Ah
! tu crois qu’un ré dièze et un mi bémol c’est la même chose,
ignare que tu es, oreilles d’âne que tu mérites !
Sous
la plume de Graciane Finzi (musique) et Gilbert Levy (livret), la
nouvelle de Jules Verne [1] devient une diabolique leçon de solfège
que donne un chœur juvénile [2], dans un éclatant tableau
chromatique.
L'orgue
s'est tu, la maîtrise ne chante plus, depuis que le vieil organiste
Eglisak est devenu sourd. Mais une nuit, une sorte de Méphistophélès
et son sbire souffleur s'introduisent dans l'église - Est-ce
que le diable sait jouer de l’orgue ?
Effarane,
ce personnage étrange, effroyable,
chercheur fou, musicien de l'absolu, entreprend de réparer l'orgue
et de le doter du registre des voix enfantines.
Audition impitoyable des seize enfants de la maîtrise, les
enfants-notes au comma près. Au diable le clavier tempéré !

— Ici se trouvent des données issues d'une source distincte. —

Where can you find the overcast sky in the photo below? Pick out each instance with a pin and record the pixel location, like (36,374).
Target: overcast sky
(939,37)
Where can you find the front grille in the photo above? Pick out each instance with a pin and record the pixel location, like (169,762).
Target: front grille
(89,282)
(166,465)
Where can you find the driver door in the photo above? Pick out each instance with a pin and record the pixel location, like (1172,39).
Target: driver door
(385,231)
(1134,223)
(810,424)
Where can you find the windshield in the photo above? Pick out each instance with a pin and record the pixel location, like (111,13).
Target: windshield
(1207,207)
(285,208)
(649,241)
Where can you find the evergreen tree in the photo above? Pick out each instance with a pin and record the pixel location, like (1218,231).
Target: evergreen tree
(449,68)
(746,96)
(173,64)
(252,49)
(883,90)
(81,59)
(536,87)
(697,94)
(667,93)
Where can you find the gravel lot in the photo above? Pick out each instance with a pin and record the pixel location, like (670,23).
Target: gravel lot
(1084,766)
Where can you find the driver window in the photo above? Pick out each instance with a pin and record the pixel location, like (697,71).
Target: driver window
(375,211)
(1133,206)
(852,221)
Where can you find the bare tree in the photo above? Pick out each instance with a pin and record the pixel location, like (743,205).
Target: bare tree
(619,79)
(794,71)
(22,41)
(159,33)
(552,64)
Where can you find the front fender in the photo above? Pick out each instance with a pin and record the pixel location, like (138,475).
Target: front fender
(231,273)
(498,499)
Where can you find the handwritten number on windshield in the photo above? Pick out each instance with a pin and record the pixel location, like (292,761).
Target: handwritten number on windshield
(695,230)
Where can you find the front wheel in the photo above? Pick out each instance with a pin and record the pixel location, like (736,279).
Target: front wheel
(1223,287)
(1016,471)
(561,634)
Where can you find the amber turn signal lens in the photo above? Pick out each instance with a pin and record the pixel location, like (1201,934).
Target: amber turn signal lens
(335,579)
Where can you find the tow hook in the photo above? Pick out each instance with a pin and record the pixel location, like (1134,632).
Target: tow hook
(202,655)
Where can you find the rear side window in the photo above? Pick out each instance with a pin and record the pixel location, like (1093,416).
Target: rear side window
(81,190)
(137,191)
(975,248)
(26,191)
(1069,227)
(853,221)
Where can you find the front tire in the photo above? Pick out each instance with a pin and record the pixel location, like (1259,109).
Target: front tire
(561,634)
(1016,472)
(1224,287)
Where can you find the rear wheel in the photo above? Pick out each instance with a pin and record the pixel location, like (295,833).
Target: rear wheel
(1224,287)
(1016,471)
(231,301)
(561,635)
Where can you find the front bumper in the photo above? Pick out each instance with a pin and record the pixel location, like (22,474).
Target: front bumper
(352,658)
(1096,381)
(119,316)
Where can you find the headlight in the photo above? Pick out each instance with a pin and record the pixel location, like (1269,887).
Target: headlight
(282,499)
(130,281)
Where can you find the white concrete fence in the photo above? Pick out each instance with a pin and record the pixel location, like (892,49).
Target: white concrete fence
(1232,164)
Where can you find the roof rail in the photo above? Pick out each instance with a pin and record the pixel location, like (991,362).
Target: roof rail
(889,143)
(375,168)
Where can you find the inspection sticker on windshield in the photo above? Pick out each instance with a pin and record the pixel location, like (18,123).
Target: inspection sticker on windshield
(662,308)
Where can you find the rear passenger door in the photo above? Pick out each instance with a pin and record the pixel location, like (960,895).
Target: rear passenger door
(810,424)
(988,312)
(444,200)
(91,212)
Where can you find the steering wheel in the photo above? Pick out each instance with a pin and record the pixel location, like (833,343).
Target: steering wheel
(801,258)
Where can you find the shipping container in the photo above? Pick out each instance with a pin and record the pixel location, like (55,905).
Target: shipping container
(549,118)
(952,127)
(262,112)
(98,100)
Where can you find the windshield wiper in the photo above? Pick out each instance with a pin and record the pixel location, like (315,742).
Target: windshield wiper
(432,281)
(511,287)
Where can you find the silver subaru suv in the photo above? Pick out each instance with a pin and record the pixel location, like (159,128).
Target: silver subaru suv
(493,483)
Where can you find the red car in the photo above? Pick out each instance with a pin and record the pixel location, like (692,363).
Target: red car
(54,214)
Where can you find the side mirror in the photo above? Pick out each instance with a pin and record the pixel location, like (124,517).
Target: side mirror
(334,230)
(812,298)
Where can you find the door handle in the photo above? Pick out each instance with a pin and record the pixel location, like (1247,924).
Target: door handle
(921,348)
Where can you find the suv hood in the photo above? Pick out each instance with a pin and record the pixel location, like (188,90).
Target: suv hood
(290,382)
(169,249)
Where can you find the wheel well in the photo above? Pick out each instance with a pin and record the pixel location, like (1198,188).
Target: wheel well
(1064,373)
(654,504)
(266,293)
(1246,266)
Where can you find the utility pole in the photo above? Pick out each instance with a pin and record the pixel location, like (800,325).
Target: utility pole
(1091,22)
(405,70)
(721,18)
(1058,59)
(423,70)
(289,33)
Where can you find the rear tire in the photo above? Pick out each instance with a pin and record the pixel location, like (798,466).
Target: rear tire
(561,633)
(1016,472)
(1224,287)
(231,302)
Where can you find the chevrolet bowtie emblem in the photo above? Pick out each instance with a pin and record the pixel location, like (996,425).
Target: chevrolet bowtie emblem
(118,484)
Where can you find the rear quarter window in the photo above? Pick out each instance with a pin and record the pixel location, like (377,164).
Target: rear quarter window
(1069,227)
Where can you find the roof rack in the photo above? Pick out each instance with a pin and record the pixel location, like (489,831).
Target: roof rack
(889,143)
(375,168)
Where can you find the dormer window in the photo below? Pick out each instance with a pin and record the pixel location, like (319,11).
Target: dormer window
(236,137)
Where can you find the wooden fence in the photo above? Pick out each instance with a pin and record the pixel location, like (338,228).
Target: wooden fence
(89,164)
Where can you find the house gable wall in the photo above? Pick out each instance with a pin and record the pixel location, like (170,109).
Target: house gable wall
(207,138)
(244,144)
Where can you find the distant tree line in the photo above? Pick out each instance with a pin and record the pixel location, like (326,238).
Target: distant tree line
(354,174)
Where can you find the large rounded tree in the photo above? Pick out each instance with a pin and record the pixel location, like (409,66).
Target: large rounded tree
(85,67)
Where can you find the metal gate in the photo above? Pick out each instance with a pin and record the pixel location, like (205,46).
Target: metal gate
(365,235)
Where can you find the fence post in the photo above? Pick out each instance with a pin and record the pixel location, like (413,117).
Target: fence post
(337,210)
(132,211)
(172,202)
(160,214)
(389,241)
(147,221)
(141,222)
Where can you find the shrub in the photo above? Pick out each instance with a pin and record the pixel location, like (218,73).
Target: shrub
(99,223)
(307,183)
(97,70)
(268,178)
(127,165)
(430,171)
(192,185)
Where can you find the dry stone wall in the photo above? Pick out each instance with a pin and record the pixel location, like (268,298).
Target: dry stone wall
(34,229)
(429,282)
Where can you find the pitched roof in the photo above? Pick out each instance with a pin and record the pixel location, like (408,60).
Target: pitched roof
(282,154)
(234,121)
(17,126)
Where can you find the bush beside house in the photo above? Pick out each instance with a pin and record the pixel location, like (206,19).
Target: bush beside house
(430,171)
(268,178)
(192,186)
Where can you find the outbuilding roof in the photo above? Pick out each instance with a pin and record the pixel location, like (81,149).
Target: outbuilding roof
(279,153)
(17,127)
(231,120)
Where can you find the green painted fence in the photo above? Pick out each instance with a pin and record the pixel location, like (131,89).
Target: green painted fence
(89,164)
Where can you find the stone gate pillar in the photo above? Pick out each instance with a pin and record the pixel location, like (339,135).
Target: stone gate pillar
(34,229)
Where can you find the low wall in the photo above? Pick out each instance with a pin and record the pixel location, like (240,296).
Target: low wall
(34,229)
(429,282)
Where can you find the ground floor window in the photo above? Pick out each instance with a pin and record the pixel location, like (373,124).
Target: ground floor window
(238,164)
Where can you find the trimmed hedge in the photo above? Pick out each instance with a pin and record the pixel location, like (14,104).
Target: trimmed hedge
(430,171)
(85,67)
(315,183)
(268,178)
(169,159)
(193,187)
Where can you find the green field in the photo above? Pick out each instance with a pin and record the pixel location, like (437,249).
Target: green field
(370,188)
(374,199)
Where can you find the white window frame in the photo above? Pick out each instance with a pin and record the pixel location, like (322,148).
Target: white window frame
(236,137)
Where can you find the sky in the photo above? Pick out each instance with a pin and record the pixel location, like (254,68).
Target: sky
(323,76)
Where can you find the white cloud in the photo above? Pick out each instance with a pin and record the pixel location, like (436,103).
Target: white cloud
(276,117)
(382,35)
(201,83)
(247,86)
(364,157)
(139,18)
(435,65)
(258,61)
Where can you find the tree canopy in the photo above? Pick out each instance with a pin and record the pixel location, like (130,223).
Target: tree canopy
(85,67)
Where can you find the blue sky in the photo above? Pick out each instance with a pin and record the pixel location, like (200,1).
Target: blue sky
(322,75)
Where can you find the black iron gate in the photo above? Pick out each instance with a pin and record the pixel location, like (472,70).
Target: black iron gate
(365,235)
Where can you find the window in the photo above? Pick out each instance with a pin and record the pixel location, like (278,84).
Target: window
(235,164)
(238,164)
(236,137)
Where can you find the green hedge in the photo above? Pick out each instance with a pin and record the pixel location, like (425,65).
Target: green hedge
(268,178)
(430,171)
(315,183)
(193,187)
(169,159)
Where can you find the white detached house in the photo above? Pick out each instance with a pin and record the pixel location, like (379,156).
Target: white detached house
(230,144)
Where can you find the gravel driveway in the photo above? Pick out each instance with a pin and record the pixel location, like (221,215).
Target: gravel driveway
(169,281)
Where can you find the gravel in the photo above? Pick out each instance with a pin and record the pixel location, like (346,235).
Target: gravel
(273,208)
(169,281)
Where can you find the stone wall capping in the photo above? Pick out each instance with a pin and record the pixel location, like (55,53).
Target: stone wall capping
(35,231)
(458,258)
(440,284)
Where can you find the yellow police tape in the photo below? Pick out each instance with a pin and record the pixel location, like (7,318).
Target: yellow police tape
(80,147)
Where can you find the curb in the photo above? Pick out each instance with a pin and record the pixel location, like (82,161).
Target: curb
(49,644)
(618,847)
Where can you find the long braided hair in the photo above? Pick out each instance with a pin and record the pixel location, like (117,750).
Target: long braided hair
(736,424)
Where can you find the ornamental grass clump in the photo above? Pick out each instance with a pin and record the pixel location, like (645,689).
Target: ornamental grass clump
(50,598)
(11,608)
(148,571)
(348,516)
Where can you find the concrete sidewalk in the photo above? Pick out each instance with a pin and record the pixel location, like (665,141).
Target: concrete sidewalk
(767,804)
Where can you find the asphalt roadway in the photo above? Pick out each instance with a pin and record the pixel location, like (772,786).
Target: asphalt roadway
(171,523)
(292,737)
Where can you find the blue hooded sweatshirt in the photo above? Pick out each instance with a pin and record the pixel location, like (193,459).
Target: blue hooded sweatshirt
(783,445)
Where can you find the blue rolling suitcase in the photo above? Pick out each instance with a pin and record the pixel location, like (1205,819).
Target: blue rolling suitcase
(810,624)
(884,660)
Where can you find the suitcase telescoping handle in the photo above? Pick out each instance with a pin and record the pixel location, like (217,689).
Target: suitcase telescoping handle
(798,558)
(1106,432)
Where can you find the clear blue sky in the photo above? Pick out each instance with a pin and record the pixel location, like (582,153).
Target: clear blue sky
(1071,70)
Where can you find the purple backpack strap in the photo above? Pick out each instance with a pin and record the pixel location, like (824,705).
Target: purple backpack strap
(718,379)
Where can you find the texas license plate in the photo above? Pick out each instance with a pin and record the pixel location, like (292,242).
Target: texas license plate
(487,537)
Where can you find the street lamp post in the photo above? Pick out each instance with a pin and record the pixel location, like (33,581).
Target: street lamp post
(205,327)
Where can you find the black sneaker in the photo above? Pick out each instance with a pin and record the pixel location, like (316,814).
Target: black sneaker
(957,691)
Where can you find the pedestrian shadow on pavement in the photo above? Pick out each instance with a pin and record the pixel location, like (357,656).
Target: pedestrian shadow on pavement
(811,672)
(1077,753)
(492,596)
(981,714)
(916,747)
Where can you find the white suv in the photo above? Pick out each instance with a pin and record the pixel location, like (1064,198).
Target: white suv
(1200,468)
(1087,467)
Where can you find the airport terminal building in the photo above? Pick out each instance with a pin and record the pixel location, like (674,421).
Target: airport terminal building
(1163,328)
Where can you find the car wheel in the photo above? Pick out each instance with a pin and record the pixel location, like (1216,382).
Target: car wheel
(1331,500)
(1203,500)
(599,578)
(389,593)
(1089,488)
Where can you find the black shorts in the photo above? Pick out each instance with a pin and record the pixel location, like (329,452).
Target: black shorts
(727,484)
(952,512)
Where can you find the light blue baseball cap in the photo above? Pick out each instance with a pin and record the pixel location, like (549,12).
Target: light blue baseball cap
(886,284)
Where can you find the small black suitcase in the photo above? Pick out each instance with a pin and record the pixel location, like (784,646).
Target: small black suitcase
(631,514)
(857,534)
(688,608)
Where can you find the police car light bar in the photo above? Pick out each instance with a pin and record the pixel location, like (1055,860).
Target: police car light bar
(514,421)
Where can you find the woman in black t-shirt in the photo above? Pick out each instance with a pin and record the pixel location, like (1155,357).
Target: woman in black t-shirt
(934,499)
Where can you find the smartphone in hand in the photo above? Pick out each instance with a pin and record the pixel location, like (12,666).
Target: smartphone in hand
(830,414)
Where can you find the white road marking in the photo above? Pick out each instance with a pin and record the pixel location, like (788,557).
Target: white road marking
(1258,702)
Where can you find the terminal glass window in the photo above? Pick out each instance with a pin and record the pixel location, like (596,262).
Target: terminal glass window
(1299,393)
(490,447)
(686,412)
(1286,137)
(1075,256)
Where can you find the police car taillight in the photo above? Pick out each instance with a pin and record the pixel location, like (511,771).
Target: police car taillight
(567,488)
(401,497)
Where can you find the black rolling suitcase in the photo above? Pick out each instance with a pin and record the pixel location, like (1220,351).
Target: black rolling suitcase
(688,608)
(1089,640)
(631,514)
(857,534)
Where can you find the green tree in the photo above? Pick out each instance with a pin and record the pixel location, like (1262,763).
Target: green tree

« Bien, les enfants ! dit-il. J’arriverai à faire de vous un
clavier vivant ! »
Une
autre histoire d'ogre derrière le buffet d'orgue ?
Tous
les seize, nous sommes enfermés dans les tuyaux du grand jeu, chacun
séparément, mais voisins les uns des autres […] N’ayant
pu ajuster son appareil, c’est avec les enfants de la maîtrise
qu’il a composé le registre des voix enfantines, et quand le
souffle nous arrivera par la bouche des tuyaux, chacun donnera sa
note ! Vision
cauchemardesque.
Ce
n'était qu'un cauchemar. Les jeux d'orgue ne sont pas des jeux
d'enfants.
N’ayant
pu ajuster son appareil, ces flûtes
de cristal qui devaient produire des sons délicieux,
Effarane avait disparu, pour toujours.
Christophe Mangou (crédit photo : Patrice Nin) |
L'écriture cinématographique de Graciane Finzi, magistralement interprétée par les musiciens de l'Orchestre National du Capitole de Toulouse, construit des images successivement tendres, violentes, angoissantes. On pourra juste regretter les toutes dernières mesures (un peu trop) à l'eau de rose. Marc Scoffoni (baryton et récitant) et les deux jeunes solistes – qui ne sont déjà plus des enfants – offrent des intertitres remarquables dans la diction et les émotions. Christophe Mangou peint les sons des jeunes choristes – parfaitement préparés - dans une gestuelle précise, spectaculaire, magnifique. Quel maître de solfège, et quelle habileté il mettait à nous faire vocaliser !
Jamais un musicien n'osera mettre pareil sujet en musique ! Monsieur Verne, il ne faut jamais dire « jamais »...
[1]
Jules Verne - Monsieur Ré-Dièze et Mademoiselle Mi-Bémol - 1893
[2]
Enfants d'écoles primaires et de collèges de Toulouse, préparés
par leurs professeurs ; chœur d'enfants La Lauzeta, chœur de jeunes
Les Eclats, préparés par François Terrieux.